Contudo, talvez este discurso sobre a “… Decadência dos Povos…”, de Antero de Quental. Talvez tenha que ter um acrescento, uma precisão, agora que chegou à véspera dos seus 150 anos.
Antero de Quental não tinha processo de então saber que parte do calor que vai de algo quente para qualquer outra coisa que esteja fria é rejeitado. A fonte quente nunca consegue passar todo o calor que poderia, que quereria, para a fonte fria. A fonte fria não aceita sempre uma parte.

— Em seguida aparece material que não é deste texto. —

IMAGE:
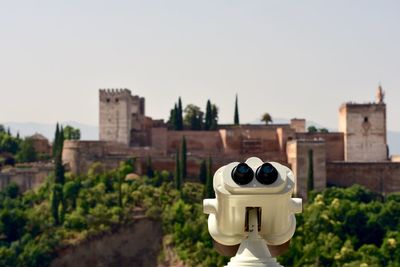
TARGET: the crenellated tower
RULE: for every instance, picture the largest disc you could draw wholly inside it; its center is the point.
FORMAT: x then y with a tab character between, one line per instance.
364	128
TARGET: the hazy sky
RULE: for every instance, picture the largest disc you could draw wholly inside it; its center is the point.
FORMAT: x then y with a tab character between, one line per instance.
288	58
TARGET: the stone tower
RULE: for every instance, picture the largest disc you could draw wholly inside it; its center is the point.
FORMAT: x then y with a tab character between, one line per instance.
364	128
118	108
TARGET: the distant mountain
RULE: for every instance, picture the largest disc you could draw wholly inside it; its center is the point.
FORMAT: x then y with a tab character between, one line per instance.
88	132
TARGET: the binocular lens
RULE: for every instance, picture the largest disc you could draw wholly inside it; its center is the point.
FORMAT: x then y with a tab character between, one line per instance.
242	174
266	174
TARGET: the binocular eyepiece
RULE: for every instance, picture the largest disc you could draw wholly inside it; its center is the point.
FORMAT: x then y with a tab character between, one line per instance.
266	174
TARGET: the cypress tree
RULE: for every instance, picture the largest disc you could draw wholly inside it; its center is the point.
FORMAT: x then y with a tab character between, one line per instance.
59	178
55	142
209	190
207	125
214	117
120	178
54	204
180	116
203	172
178	180
184	158
149	169
310	171
236	117
176	119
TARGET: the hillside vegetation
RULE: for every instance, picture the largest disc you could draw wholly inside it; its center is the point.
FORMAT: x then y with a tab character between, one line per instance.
340	227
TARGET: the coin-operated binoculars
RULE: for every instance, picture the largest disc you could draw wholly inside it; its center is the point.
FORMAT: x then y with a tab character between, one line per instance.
254	208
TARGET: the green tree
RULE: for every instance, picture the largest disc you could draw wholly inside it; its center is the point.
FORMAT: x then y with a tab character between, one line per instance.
12	223
178	178
71	133
149	168
59	178
310	171
214	117
266	117
312	129
193	117
184	158
179	115
55	202
8	144
208	119
172	121
203	172
71	192
209	190
236	116
12	190
27	152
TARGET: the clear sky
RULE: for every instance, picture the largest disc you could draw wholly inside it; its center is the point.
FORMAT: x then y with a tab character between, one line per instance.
288	58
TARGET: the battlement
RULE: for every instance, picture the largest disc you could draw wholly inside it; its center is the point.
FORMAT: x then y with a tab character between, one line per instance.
107	93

Foi Boltzmann que deu a explicação descobrindo que 20 por cento das moléculas do ar do local onde vai ler o discurso de Antero de Quental contêm 80 por cento da energia total dessa atmosfera. Não são sempre os mesmos átomos a ter os 20 por cento da energia, mas são sempre 20 por cento. Quer dizer que 4 por cento detêm 64 por cento. O que leva a que menos de 1 por cento dos átomos contenham 50 por cento do todo. É o resultado do segundo princípio da Termodinâmica. A lei mais permanente na linguagem física da matéria.

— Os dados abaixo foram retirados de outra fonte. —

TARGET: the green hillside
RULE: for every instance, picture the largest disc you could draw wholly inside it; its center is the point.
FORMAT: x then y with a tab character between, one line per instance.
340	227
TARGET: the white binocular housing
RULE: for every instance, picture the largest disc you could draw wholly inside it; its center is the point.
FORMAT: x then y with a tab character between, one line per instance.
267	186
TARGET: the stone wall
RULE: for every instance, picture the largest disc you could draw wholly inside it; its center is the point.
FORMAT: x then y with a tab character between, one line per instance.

Paretto mediu a posse da propriedade agrícola algures em Itália e um por cento tinha 50 por cento da terra. Zipf, que estudava textos, verificou que um por cento das palavras de um texto explicam 50 por cento. Hoje sabe-se que um por cento dos compositores explicam 50 por cento da música que ouvimos; um por cento dos pintores 50 por cento da pintura que vemos; um por cento dos jornalistas escrevem 50 por cento das notícias que lemos; um por cento dos jornalistas dos canais de televisão leem 50 por cento das notícias; um por cento de seres humanos detêm 50 por cento da riqueza do mundo. Um por cento das Nações têm o domínio sobre 50 por cento dos outros povos. Um por cento dos sites da web representam 50 por cento das visitas a sites. Um por cento dos documentos na web correspondem a 50 por cento dos que são procurados e lidos… Um por cento dos que sejam detêm 50 por cento do que for que tenham. Não são sempre os mesmos a fazer parte do um por cento, mas são sempre um por cento.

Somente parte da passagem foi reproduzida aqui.